Stones Meet: Dropped & Thrown from Bridge

[heythere1010]

Homework Statement

A stone is dropped into the water form a bridge over top some water. Another stone is thrown vertically upward at 32.0m/s, 2.5 seconds after the first was dropped. Both stones strike the water at the same time. When do the stones meet from the dropping of the first stone?

Homework Equations

d=vi+1/2at^2
SUVAT equations

The Attempt at a Solution

d=1/2(9.8)(t)^2
=4.9t^2
This is for stone 1. I don't know how to setup the other equation since the distance traveled is not the same as stone 1.

 

[Nathanael]

Homework Statement

A stone is dropped into the water form a bridge over top some water. Another stone is thrown vertically upward at 32.0m/s, 2.5 seconds after the first was dropped. Both stones strike the water at the same time. When do the stones meet from the dropping of the first stone?

The second stone is thrown upwards and after the first, and they still end up meeting? Doesn't that seem a bit strange?

I don't know how to setup the other equation since the distance traveled is not the same as stone 1.

The same way you did for stone one, but you use a different variable for time (say, capital T).

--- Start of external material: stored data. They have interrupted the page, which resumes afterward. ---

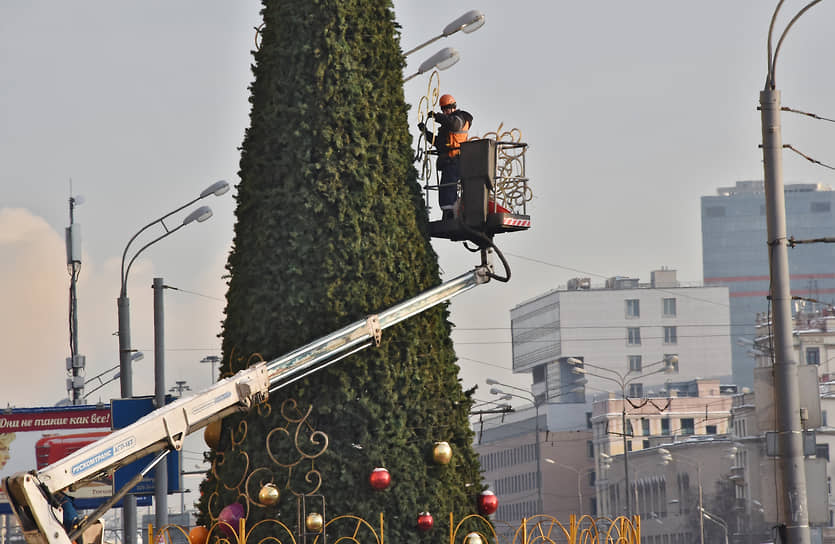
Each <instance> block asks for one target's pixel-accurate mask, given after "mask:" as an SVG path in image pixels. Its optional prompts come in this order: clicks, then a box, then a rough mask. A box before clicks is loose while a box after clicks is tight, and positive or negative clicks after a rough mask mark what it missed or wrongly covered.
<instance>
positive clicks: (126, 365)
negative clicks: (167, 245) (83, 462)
mask: <svg viewBox="0 0 835 544" xmlns="http://www.w3.org/2000/svg"><path fill="white" fill-rule="evenodd" d="M228 191H229V183H228V182H226V181H222V180H221V181H217V182H215V183H213V184H211V185H209V186H208V187H206V188H205V189H203V191H201V192H200V194H199V195H197V197H196V198H194V199H192V200H190V201H189V202H186V203H185V204H183V205H182V206H180V207H178V208H176V209H174V210H172V211H170V212H168V213H167V214H165V215H163V216H162V217H160V218H158V219H154V220H153V221H151V222H150V223H148V224H147V225H145V226H144V227H142V228H141V229H139V230H138V231H137V232H136V234H134V235H133V236H131V238H130V240H128V243H127V244H126V245H125V249H124V251H122V264H121V274H120V278H119V280H120V282H121V284H120V287H119V298H118V299H117V300H116V306H117V308H118V326H119V333H118V334H119V383H120V386H121V396H122V398H130V397H132V396H133V372H132V369H131V355H132V353H133V350H132V349H131V342H130V299H129V298H128V275H129V274H130V267H131V266H132V265H133V263H134V261H136V258H137V257H139V255H140V254H141V253H142V252H143V251H145V250H146V249H147V248H148V247H150V246H151V245H153V244H155V243H157V242H159V241H160V240H162V239H163V238H167V237H168V236H171V235H172V234H174V233H175V232H177V231H178V230H180V229H181V228H183V227H184V226H186V225H188V224H190V223H194V222H198V223H202V222H203V221H206V220H207V219H209V218H210V217H211V216H212V210H211V208H209V207H208V206H201V207H199V208H197V209H195V210H194V211H192V212H191V213H189V214H188V215H187V216H186V217H185V219H183V221H182V222H181V223H180V224H179V225H177V226H176V227H174V228H172V229H169V228H168V225H166V224H165V220H166V219H168V218H169V217H171V216H172V215H174V214H176V213H178V212H180V211H182V210H184V209H185V208H187V207H189V206H191V205H192V204H194V203H195V202H197V201H198V200H202V199H204V198H207V197H209V196H212V195H214V196H220V195H223V194H225V193H227V192H228ZM157 224H159V225H161V226H162V228H163V229H164V230H165V232H164V233H163V234H162V235H160V236H157V237H156V238H154V239H153V240H151V241H150V242H148V243H147V244H145V245H144V246H142V247H141V248H139V249H138V250H137V251H136V252H135V253H134V254H133V256H132V257H131V259H130V260H129V261H127V266H126V264H125V261H126V260H127V256H128V250H129V249H130V246H131V244H132V243H133V242H134V240H136V238H137V237H138V236H139V235H140V234H142V233H143V232H145V231H146V230H148V229H149V228H151V227H153V226H154V225H157ZM164 470H166V469H165V465H164V463H163V465H162V467H160V468H159V469H158V472H157V473H158V474H159V473H160V472H161V471H164ZM123 522H124V542H125V544H135V542H136V534H137V533H136V498H135V497H134V496H133V495H126V496H125V498H124V499H123Z"/></svg>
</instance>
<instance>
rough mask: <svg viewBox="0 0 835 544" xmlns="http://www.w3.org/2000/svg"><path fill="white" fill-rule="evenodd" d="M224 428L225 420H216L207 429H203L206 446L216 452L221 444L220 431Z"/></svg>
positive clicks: (206, 425)
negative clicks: (223, 427) (223, 426)
mask: <svg viewBox="0 0 835 544" xmlns="http://www.w3.org/2000/svg"><path fill="white" fill-rule="evenodd" d="M222 426H223V420H222V419H216V420H215V421H212V422H211V423H209V424H208V425H206V428H205V429H203V441H204V442H206V445H207V446H209V447H210V448H212V449H213V450H216V449H217V445H218V444H220V431H221V428H222Z"/></svg>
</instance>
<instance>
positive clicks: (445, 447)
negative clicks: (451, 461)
mask: <svg viewBox="0 0 835 544" xmlns="http://www.w3.org/2000/svg"><path fill="white" fill-rule="evenodd" d="M432 460H433V461H435V462H436V463H438V464H439V465H448V464H449V462H450V461H451V460H452V447H450V445H449V443H448V442H435V447H434V448H433V449H432Z"/></svg>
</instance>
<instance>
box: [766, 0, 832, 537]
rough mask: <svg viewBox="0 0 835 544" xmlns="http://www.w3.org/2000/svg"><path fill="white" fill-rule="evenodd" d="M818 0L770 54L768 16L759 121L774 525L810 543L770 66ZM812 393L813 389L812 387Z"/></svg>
mask: <svg viewBox="0 0 835 544" xmlns="http://www.w3.org/2000/svg"><path fill="white" fill-rule="evenodd" d="M819 1H820V0H814V1H812V2H809V3H808V4H807V5H806V6H805V7H804V8H803V9H801V10H800V11H799V12H798V13H797V14H796V15H795V16H794V17H793V18H792V19H791V21H790V22H789V24H788V25H787V26H786V28H785V30H783V33H782V35H781V36H780V39H779V40H778V41H777V48H776V49H775V50H774V54H773V55H772V49H771V43H772V42H771V38H772V33H773V31H774V25H775V22H776V20H777V13H778V12H779V11H780V6H781V5H782V4H783V2H782V1H781V2H779V3H778V4H777V7H776V8H775V10H774V14H773V15H772V17H771V25H770V27H769V32H768V72H767V76H766V81H765V87H764V88H763V90H762V92H760V112H761V119H762V139H763V140H762V149H763V174H764V184H765V213H766V224H767V227H768V244H767V248H768V263H769V278H770V284H771V287H770V289H769V296H770V298H771V307H772V325H773V329H774V330H773V332H772V337H773V340H774V352H773V353H774V367H773V368H774V370H773V372H774V374H773V376H774V389H773V391H774V409H775V414H776V419H777V428H776V431H777V451H778V457H777V469H778V474H779V475H780V482H779V486H778V487H779V489H778V492H777V496H778V497H779V499H778V503H779V504H780V505H781V508H779V510H780V511H781V513H782V519H781V520H780V521H782V523H781V524H780V525H779V526H778V530H779V533H780V541H781V542H787V543H790V544H810V542H811V534H810V531H809V509H808V499H807V494H806V472H805V461H806V460H805V458H804V456H803V427H802V424H801V421H800V387H799V380H798V377H797V367H798V364H797V361H796V360H795V357H794V349H793V342H792V315H791V283H790V281H791V279H790V275H789V256H788V239H787V237H786V202H785V192H784V187H783V136H782V127H781V121H780V107H781V106H780V91H779V90H777V84H776V80H775V67H776V64H777V55H778V53H779V52H780V45H781V44H782V43H783V40H784V39H785V37H786V33H787V32H788V31H789V29H790V28H791V26H792V24H794V22H795V21H796V20H797V19H798V17H800V16H801V15H802V14H803V13H805V12H806V11H807V10H808V9H809V8H811V7H812V6H814V5H815V4H817V3H818V2H819ZM815 394H817V391H815Z"/></svg>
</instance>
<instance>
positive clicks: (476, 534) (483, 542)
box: [464, 533, 484, 544]
mask: <svg viewBox="0 0 835 544" xmlns="http://www.w3.org/2000/svg"><path fill="white" fill-rule="evenodd" d="M464 544H484V539H483V538H481V535H480V534H478V533H469V534H467V536H465V537H464Z"/></svg>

There is a simple relationship between t (the time when the first stone starts it motion) and T (the time when the second stone starts it's motion). Do you know what it is?

 

[Suraj M]

OP, d in the equation$$ d = \frac{1}{2}at² $$
is not distance traveled by the particle,its the displacement, which in this case, is same for both the stones, so you can equate them, think of what Nathanael said, find the time for of flight for the 2nd stone,equate and solve for t.

 

[HallsofIvy]

Are you sure you have stated the problem correctly? If so then, as both Nathanael and Suraj N suggest, the "first time they meet" must be when they hit the water.

In any case, you can as you say, use the formula for motion under constant acceleration, (1/2)a(t- t0)^2+ u(t- t0)+ d where a is the constant acceleration, u is the initial speed, d is the initial height, and t0 is the time the motion starts. In order to use that, of course, you need to set up a "coordinate system". The standard thing to do is to take + upward, height= 0 at the surface of the water, and t0= 0 when the first stone is thrown. "A stone is dropped into the water form a bridge over top some water". So -9.8 m/s^2, u= 0, and we are not told how high the bridge is so leave that as "d0". d= -9.8t^2+ d0.

" Another stone is thrown vertically upward at 32.0m/s, 2.5 seconds after the first was dropped." Now, a= -9.8, u= 32, t0= 2.5, and d is still d0. d= -9.8(t- 2.5)^2+ 32t+ d0

"Both stones strike the water at the same time." So at some time t, both of those are equal to "d= d0" so are equal to each other: -98t^2+ d0= -9.8(t- 2.5)^2+ 32t+ d0.
That reduces to a linear equation for t. The two stones will have the same height for only one value of t, the time they hit the water together.[/I]

 

[heythere1010]

The second stone is thrown upwards and after the first, and they still end up meeting? Doesn't that seem a bit strange?

Would it make a difference if the second stone is thrown from the bottom? Like if one is dropped from the top, and the other is thrown upwards from the bottom.

Are you sure you have stated the problem correctly? If so then, as both Nathanael and Suraj N suggest, the "first time they meet" must be when they hit the water.[/I]

Yes, I see what you're saying. I don't think it makes sense in the question, but that is what it says. I think the question is trying to say the second stone is thrown from a different position (bottom of the bridge).

 

[lightgrav]

There are 2 equations ... so there can only be 2 free variables to solve for.
You're told the initial velocity for both stones (v1=0), but neither starting location, and neither ending location.
Because ending locations are the same, there can only be 1 "free" starting location
this means that the distance below the bridge that the 2nd stone must begin
is not free to vary ... it can be calculated (as part "b" for this scenario) after "t" is obtained.